雑談の中で「隠れ家のように使っているカフェがあってね...」って友達に喋ったところ、「自分の隠れ家だなんて思えるお店があるっていいね」と返され、それで改めて、ああ、そうなんだ、この町の中に私は小さな世界をいっぱい持っているんだ、と思った次第。

日曜日の昼下がり、ふらりと歩いて紅茶を飲みに行った。
「近くまできてるんだけど」と電話してきた女友達の誘いに、ふらりと会いに行った。
遠くから里帰りした人とゆっくりと話したくて、何時間もここで近況を報告しあった。
ポットで入れてくれる紅茶がお気に入りだけど、けしてそれだけでは終わらない。

ケーキがすごくおいしいから。

パスタのデザートつきのランチを食べても、それと別に必ずシュークリーム(130円)を頼んで、その場でクリームをいれてもらうし、ケーキだって一種類じゃ終わらなくて、いくつも頼んでシェアしてみたり。大好きなモンブランは見つけたら必ず頼んでしまうし。
ここに来た瞬間に、いつも気にしているカロリー計算とかがふっとんでしまって、何を食べてもいい自分と何を話してもいい自分が現れてしまう。
日常の「縛り」を一瞬にして「なきもの」にしてしまう、その開放感が、とても隠れ家っぽい感じ。
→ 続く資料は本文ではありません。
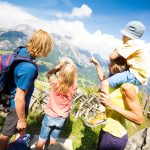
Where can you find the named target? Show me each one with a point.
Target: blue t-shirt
(23, 77)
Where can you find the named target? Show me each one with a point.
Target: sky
(92, 25)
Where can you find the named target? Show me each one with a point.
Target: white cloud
(84, 11)
(78, 12)
(79, 36)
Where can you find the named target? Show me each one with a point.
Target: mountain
(18, 35)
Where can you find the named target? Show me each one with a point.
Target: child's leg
(44, 133)
(105, 86)
(40, 144)
(56, 130)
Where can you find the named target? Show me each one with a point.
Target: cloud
(79, 36)
(77, 12)
(84, 11)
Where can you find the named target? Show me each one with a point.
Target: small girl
(58, 106)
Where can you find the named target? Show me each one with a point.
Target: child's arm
(100, 72)
(114, 55)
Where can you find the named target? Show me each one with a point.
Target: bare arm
(133, 112)
(114, 55)
(20, 108)
(100, 72)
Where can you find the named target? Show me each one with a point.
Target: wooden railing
(146, 104)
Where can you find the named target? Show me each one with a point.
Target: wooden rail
(146, 104)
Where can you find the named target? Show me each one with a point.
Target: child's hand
(94, 61)
(59, 66)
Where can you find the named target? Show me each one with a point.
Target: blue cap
(133, 30)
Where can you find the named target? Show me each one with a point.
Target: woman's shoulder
(129, 86)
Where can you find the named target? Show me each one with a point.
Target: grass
(83, 137)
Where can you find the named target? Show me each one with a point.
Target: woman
(121, 104)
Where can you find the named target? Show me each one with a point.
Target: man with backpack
(20, 85)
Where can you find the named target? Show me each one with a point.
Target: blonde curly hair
(39, 44)
(66, 77)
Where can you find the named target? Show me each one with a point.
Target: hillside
(18, 35)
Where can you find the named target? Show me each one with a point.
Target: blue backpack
(6, 63)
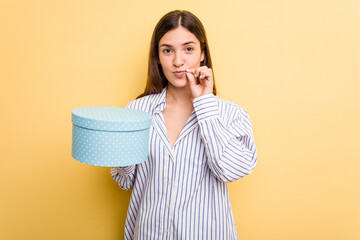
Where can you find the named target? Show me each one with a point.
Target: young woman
(198, 142)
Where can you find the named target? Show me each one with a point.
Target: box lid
(111, 118)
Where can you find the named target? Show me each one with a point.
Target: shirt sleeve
(124, 176)
(228, 138)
お店の方と話すこともあるし、知らないお客さんと長々と話し込んでしまうこともある。
帰りにはテイクアウトも...

隠れ家だけど、誰にも秘密ってわけじゃない。
いろんな人の隠れ家になって、そこでいろんなことをシェアできればいいなと思っているお店です。
そうそう、大事なことを言い忘れてました。
ここのケーキが私、いちばん好きです。

「Chacha 」久留米市荘島町1-13 明治通りの縄手の交差点あたり、ガソリンスタンドの真ん前。
夜は9時くらいまで開いてます。
駐車場はないけれど、テイクアウトだったら、路上駐車も大丈夫?

お店のブログはこちらからどうぞ。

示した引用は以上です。